Suffolk, 1937. As the English countryside swelters in a historic heat wave, preparations for a party at Snare House are in full swing. The Winthers' only daughter, Joanie, is returning from a summer on the Continent, a flying visit before she leaves for university at Oxford. Only Margaret, longtime ward of the family and Joanie's closest friend, knows the truth: Joanie won't be going to Oxford. Instead, the two will be leaving the stultifying society they know to live together in London, as lovers.

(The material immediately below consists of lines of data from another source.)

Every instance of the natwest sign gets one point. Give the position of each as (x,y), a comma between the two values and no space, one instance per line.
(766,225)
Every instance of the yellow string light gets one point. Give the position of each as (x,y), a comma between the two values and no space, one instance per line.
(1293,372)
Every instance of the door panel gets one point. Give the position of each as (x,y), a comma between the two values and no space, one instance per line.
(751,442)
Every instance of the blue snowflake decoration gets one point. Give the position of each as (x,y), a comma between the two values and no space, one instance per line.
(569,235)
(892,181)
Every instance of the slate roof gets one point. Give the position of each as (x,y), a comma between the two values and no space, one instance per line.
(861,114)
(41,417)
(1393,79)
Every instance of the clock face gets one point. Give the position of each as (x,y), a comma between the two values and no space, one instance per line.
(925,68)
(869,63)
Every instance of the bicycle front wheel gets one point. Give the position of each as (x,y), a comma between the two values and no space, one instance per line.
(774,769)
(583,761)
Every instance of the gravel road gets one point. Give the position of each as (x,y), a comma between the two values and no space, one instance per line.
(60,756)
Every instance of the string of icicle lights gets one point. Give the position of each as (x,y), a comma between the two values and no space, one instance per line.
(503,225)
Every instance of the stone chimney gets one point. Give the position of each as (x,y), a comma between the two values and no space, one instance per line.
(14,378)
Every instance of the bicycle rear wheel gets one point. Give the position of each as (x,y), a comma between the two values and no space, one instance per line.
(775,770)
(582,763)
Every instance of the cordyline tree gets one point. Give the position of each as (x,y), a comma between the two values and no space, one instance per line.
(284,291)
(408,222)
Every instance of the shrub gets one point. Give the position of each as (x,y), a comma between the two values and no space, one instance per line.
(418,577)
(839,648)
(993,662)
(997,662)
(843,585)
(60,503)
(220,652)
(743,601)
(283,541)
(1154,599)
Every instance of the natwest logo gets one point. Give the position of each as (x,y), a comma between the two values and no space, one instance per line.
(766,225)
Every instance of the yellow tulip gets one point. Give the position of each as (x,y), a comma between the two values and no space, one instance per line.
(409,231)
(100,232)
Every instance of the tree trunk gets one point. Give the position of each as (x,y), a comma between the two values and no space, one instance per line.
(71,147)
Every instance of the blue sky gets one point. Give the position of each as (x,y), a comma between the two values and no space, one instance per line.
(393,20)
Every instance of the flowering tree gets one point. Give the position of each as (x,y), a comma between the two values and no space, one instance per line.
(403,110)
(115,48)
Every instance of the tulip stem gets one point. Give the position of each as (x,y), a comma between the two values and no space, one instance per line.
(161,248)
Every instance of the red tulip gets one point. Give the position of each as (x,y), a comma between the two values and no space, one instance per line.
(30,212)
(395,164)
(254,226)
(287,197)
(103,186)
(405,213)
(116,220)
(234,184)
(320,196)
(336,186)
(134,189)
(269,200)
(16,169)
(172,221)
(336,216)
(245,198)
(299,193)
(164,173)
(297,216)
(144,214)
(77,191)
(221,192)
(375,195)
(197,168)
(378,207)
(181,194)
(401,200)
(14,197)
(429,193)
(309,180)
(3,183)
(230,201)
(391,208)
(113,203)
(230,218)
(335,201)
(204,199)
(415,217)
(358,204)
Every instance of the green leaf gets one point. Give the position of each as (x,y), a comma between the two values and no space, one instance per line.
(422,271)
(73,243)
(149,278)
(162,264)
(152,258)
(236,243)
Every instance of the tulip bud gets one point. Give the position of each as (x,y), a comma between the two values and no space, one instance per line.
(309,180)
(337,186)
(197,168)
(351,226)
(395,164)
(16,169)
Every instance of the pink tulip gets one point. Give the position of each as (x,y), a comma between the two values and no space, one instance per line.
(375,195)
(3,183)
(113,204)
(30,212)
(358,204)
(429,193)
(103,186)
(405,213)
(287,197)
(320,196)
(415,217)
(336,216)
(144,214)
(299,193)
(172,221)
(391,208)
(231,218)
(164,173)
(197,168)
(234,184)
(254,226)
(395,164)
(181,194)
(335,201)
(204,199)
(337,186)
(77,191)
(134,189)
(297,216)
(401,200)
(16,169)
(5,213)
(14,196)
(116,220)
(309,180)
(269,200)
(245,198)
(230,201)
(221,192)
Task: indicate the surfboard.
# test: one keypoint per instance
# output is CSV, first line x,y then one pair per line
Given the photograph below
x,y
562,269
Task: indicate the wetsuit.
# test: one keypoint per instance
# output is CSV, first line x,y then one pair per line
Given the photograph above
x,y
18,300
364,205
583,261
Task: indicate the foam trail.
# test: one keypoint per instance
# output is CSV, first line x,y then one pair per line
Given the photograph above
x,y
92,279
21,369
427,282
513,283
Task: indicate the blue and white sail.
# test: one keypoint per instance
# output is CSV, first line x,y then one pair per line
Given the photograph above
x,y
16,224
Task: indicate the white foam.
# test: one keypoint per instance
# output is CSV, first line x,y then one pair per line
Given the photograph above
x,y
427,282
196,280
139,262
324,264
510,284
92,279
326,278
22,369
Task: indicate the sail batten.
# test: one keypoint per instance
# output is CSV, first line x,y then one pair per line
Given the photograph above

Then the pair is discovered, and everything goes wrong. Banished to a cabin in the nearby woods, Margaret is alone with her estranged father. As summer curdles into autumn and magpies throng the forest, Margaret begins to lose herself. Her dreams turn dark and terrifying, and she wakes from them with dirt on the soles of her feet and scratches on her back. Everything suggests that a perverse power is awakening within her―perhaps the very one which led to her mother's ostracism and eventual death. If she can harness it, Margaret may be able to secure an approximation of the love she's always crave―but at what cost?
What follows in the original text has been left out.